By Sarah Barr
Juvenile Justice Information Exchange
WASHINGTON — The next presidential administration should build on the momentum researchers, advocates and policymakers have created to close youth prisons, experts say.
They are hopeful a new report that lays out the case for investing in community-based alternatives to incarceration will be a valuable guidepost as the transition to a new administration begins after the election.
“Maybe having this teed up early on will make it a priority. They have a tremendous opportunity to be successful,” said Vincent Schiraldi, a co-author of the report and a senior research fellow at the Harvard Kennedy School’s Program in Criminal Justice.
The report released Friday at the Department of Justice highlights problems with incarceration for juveniles, including poor facility conditions, abuse scandals, stubborn recidivism rates and high costs.
Youth would be better served in a system that drastically limits the number of juveniles who are incarcerated, expands community- and family-based programming, and reinvests money in additional prevention and alternative strategies, the authors said.
While a small number of juveniles may need to be housed in secure confinement, those facilities should be reimagined as smaller and closer to juveniles’ homes, as well as better prepared to offer the rehabilitative programming that will put youth on a healthy path, they said.
“The time has come — in fact it’s way past time — to recognize the justice, the rightness and the inevitability of a simple idea: We need to and we can close every youth prison in America,” said Patrick McCarthy, president and CEO of The Annie E. Casey Foundation, who co-authored the report with Schiraldi and consultant Miriam Shark.
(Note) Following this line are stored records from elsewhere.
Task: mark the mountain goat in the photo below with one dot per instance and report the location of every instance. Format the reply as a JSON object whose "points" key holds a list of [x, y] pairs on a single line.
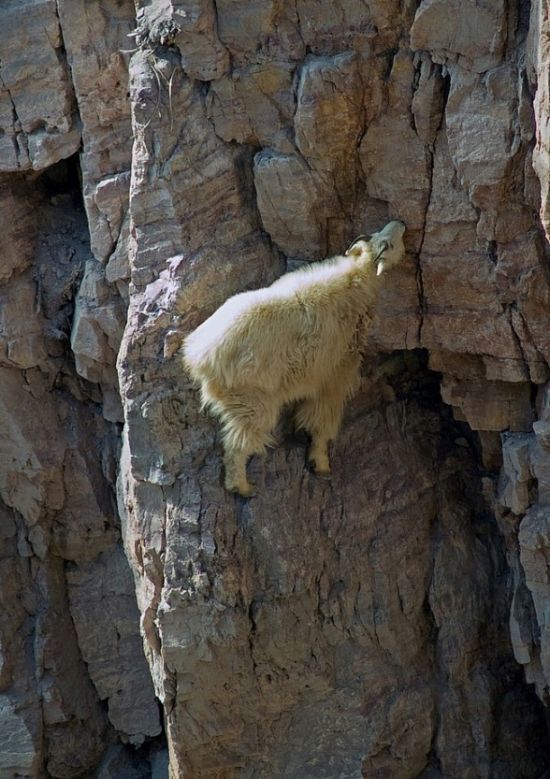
{"points": [[293, 341]]}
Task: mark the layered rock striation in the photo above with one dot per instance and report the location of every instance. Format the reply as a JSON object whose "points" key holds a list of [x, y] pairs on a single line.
{"points": [[156, 158]]}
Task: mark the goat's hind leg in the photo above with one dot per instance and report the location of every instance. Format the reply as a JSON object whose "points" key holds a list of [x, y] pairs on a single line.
{"points": [[247, 420], [322, 413]]}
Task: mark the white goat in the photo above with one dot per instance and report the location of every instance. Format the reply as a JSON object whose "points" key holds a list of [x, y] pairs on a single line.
{"points": [[293, 341]]}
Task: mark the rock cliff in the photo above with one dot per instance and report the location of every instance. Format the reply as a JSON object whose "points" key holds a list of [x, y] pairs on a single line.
{"points": [[155, 158]]}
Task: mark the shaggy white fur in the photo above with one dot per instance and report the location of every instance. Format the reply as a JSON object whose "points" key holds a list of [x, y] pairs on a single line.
{"points": [[293, 341]]}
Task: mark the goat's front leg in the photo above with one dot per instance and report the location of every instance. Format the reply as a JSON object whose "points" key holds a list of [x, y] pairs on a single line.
{"points": [[322, 413]]}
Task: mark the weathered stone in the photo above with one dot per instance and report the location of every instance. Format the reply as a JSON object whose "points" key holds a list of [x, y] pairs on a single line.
{"points": [[254, 105], [490, 405], [534, 540], [382, 623], [538, 51], [482, 133], [516, 473], [102, 603], [407, 194], [469, 33], [268, 27]]}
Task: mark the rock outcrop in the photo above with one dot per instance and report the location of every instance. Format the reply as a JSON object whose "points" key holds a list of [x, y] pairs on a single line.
{"points": [[155, 158]]}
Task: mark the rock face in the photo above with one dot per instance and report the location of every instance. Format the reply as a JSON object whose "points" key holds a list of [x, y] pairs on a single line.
{"points": [[155, 158]]}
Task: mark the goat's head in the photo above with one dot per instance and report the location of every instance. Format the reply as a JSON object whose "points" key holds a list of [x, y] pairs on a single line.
{"points": [[386, 246]]}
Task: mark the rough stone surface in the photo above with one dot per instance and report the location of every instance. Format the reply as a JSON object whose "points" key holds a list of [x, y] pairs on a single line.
{"points": [[389, 623]]}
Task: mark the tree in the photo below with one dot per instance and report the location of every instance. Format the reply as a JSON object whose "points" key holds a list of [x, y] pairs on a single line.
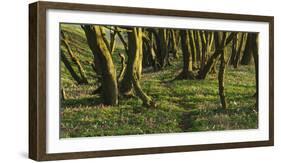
{"points": [[68, 66], [102, 55], [213, 58], [75, 60], [248, 52], [238, 52], [221, 41], [133, 70], [187, 58]]}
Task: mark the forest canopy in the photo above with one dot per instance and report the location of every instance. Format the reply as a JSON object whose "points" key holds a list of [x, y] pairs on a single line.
{"points": [[120, 80]]}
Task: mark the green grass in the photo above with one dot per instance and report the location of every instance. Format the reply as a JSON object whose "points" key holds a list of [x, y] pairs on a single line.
{"points": [[182, 106]]}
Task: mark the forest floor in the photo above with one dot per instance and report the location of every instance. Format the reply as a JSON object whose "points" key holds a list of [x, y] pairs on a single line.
{"points": [[181, 105]]}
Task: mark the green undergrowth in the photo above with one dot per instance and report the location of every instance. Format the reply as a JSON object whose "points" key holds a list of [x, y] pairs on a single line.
{"points": [[181, 105]]}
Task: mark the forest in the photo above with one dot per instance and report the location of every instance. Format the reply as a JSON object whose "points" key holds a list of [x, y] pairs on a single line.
{"points": [[126, 80]]}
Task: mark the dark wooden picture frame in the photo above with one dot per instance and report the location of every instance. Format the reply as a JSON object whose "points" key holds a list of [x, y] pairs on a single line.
{"points": [[37, 79]]}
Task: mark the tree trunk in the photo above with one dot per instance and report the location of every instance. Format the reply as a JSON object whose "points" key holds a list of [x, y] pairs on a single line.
{"points": [[248, 52], [212, 60], [96, 42], [222, 71], [221, 80], [134, 66], [164, 52], [187, 58], [238, 52], [74, 59], [193, 46], [69, 68], [256, 61], [123, 66]]}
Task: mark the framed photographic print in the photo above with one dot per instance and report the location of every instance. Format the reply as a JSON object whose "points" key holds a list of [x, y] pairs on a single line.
{"points": [[111, 81]]}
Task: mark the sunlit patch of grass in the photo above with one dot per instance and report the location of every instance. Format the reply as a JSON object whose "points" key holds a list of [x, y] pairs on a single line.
{"points": [[181, 105]]}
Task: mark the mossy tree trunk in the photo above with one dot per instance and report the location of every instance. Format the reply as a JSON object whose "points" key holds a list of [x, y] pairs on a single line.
{"points": [[239, 50], [221, 73], [68, 66], [256, 61], [202, 74], [187, 58], [95, 38], [193, 46], [74, 59], [247, 57]]}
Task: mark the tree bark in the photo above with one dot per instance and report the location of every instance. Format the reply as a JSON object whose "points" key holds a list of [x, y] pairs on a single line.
{"points": [[221, 80], [238, 52], [211, 61], [69, 68], [96, 42], [187, 58], [256, 61], [222, 70], [248, 52], [74, 59]]}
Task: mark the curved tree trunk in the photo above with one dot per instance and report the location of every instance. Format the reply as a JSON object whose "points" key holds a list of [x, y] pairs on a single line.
{"points": [[187, 58], [212, 60], [221, 73], [239, 50], [74, 59], [247, 57], [256, 61], [69, 68], [96, 42], [134, 66]]}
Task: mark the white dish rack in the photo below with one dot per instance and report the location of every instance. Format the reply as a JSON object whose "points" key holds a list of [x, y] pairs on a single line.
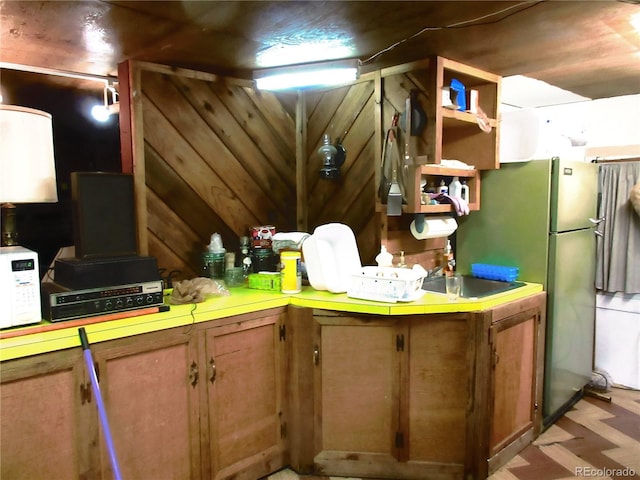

Youth detention policies generally are set at the local and state level, but the federal government offers guidance and regulation tied to funding for states that can help determine the direction of those policies.
Liz Ryan, president and CEO of Youth First, a national advocacy group that campaigns to close youth prisons, said the report makes an “airtight” case for a community-based approach.
“I think the next administration could really take this and figure out how to invest in states and help them to close youth prisons,” she said.
Karol Mason, assistant attorney general for the Justice Department’s Office of Justice Programs, urged reformers to continue pushing federal officials to support overhauling the juvenile justice system. Relentless advocacy does make a difference, she said.
“No matter who has my seat, you need to be demanding things from him or her,” she said.
Schiraldi and McCarthy said the field is at a key moment. The number of juveniles in custody has declined significantly, the science of adolescent development that supports a new system has wide support among policymakers and lawmakers, and there’s a body of evidence about what works best for young people.
“Now is not the time for half-measures. We don’t know when there will be a similar scientific, political and policy alignment,” Schiraldi said.
As cities, states and the federal government decide if and how to enact policy changes, young people and families who have had contact with the system must be part of coming up with a new system, said Tracey Wells-Huggins, associate director of Justice for Families.
It’s not enough to invite families to one conversation or meeting, she said. Engagement is a constant, evolving process that requires all participants to acknowledge families are a valuable part of their children’s lives and do have skills and resources to help them, she said.
“Families and youth are the experts on their own experiences, on their own lives and on the plans for their success. We can’t define that,” she said.